Applying Real Capital to the Circular Firm

Several thinkers (including, for example, Boyd 2020 and Hazel Henderson) have suggested that the concept of real capital – or multi-capital – be introduced into the political economy to aid decision-making at policy level as well at corporate level. This may overcome one of the failings of standard economics: Policy makers often rely on economists to provide their decision bases. However, one of the failings of standard economics when preparing decision bases for policy makers, is that anything that cannot be valued in money is seen to have no value or little value. The Earth does not send a bill for the use of its atoms so the stewardship of the material world is left out. Without a comprehensive valuation framework, policy makers and strategists are likely to miss the full picture by just relying on monetary values and make decisions that could be detrimental to society, counter to the intentions of the policy.

This article gives a general explanation of the category of real capital that is built capital, and how to use its valuation in preparing decision bases. The Real Capital approach gives a more robust decision basis, helping identify long term investment needs and policy that steers investment and activities to avoid capital degeneration and promote capital regeneration.

Real Capital is something that is used in the production of
goods and services, but not used up.

Note that capital is necessary but not sufficient to provide services. The capital is utilised in the production system. There are several categorisation methods, but I prefer the following to describe built capital:

Built Capital: All man-made things that are used to provide our basic and other needs: houses, roads, factories, equipment, tools etc. This includes systems like telecoms, payments, etc.

The performance of the firm in terms of its environmental impact is very much determined by the capability and capacity of the firm to operate in a circular economic manner. That is to say, that the firm uses renewable energy and recycled and natural materials as inputs. Its waste should be recyclable. Its products should last as long as possible. This capability is provided by the built capital. This is illustrated in the diagram below.

In other words, our built capital, embedded in the production apparatus needs to perform to circular standards.

Built Capital is infrastructure providing for all, in a sustainable way, safe, efficient and comfortable:
– Housing
– Transport
– Energy
– Food production and distribution
– Health and education

If a society is to function in a circular manner, then firms need to invest in infrastructure, built capital, that affords this. For policy makers it is vital to know both the capability and performance of current infrastructure, and the capability of the Best Available Technology (BAT).

We need our built capital to be developed to maturity

If capital is something used but not used up, then mature real capital is when it is developed to a stage that it can provide the services needed by the population it is intended to serve in the way that conforms to norms of sustainability.

Having set the maturity level at 100%, a decision basis could illustrate the performance of a particular industry or cluster of industries according to the diagram below, provided for illustrative purposes for a fictitious industry.

Stylistic representation of Built Capital performance in a company or industry

In the diagram above, 100% represents the desired capital maturity level, BAT represents the performance achieved with the best technology available.

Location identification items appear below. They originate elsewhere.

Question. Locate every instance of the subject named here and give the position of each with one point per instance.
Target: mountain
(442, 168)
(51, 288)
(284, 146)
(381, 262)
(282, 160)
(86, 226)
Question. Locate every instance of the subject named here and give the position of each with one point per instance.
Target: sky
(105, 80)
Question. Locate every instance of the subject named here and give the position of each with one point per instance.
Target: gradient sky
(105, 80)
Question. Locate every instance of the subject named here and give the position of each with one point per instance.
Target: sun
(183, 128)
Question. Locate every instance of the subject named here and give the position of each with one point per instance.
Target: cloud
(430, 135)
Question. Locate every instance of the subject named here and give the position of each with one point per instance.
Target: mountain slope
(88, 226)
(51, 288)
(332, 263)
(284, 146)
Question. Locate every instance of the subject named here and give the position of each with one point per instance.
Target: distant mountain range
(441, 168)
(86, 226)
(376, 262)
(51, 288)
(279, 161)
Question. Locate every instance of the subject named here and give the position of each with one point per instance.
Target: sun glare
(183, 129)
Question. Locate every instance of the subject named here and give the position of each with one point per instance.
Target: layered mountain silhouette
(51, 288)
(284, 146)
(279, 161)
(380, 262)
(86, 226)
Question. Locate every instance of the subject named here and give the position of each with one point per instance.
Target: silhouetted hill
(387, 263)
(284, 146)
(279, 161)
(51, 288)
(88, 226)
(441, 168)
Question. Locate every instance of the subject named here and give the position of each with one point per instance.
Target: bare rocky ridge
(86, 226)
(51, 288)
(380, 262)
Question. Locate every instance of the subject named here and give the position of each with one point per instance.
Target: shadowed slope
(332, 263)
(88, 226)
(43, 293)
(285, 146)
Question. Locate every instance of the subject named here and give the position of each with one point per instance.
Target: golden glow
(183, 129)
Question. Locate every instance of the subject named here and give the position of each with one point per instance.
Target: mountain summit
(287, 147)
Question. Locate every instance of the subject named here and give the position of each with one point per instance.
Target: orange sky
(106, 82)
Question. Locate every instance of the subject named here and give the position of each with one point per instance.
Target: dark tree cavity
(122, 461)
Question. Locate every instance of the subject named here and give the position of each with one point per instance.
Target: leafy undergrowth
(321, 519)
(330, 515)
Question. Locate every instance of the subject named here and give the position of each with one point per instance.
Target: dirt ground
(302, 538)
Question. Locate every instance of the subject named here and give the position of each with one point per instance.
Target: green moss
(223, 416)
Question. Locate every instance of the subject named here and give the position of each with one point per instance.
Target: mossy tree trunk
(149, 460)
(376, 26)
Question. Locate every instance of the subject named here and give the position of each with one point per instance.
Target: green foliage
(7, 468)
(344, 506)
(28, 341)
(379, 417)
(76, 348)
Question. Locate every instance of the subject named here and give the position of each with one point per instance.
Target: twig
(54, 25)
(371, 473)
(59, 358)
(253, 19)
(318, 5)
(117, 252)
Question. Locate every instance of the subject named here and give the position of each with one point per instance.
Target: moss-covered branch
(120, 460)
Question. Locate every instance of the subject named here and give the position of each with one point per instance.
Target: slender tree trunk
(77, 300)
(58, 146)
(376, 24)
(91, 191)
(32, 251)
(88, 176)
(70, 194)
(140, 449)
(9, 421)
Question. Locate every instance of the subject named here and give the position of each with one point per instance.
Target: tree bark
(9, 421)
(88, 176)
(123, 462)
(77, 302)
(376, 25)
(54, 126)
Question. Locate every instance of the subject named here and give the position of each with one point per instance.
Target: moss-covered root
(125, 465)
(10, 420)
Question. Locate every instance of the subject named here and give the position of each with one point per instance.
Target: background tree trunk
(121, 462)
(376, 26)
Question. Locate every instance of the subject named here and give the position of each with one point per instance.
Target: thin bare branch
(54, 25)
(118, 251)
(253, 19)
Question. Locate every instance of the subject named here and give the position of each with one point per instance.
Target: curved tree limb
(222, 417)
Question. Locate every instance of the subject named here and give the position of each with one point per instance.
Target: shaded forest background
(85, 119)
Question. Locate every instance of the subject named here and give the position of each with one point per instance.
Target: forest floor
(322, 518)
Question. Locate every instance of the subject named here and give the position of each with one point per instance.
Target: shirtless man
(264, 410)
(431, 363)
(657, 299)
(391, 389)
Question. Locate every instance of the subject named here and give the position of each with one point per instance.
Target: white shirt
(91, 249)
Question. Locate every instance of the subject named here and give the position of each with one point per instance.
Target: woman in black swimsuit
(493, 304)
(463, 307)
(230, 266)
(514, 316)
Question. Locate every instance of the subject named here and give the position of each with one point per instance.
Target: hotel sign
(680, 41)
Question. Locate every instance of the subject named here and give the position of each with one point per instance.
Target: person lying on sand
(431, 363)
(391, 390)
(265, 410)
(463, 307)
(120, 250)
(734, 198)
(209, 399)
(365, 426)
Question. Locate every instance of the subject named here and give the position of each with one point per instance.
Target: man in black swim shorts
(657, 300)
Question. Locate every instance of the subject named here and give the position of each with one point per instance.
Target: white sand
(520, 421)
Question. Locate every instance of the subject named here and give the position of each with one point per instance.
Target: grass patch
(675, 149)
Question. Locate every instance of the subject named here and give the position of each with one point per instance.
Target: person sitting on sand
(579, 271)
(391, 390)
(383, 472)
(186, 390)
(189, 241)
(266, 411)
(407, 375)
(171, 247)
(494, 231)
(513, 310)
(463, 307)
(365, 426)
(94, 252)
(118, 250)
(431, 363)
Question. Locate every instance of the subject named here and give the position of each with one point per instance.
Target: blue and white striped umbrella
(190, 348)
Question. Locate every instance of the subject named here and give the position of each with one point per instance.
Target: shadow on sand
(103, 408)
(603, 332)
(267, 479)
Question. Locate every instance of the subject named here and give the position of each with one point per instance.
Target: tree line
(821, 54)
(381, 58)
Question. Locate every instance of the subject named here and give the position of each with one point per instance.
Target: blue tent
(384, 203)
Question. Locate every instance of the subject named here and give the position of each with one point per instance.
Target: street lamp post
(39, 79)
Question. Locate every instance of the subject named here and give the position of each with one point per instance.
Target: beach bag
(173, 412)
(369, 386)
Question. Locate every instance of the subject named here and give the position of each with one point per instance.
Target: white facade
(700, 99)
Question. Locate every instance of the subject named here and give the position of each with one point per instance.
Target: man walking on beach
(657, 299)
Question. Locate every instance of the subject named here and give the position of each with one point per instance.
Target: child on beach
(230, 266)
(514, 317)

The blue are represents actual performance and the red is the capability minus the actual, i.e. the amount of capacity that is not being used.

The infrastructure of the firm needs to run on fossil-free energy, use recyclable inputs, create recyclable wast and produce products that last (i.e. are reparable, upgradeable and long lasting).

According to this stylistic, the challenge for policy is to accelerate use of current capacity for fossil-free energy whilst stimulating development of replacement technology.

For inputs, the capability is there but not the practice, which needs to be stimulated to change. For the recyclability of waste, there is technological development needed as a priority as well as a switch to BAT. For the extension of product lifetime, the data shows that the lifetime could be doubled with existing technology and that BAT is insufficient for needs.

For more focus on infrastructure capability, concerted efforts are needed from both the scientific and political communities. Scientists must engage more actively in public discourse on the way our infrastructure is performing, effectively communicating their findings to policymakers and the general public in accessible language. Additionally, interdisciplinary collaborations between scientists, policymakers, and other stakeholders can facilitate the integration of data on our infrastructure capability and performance into policy development processes.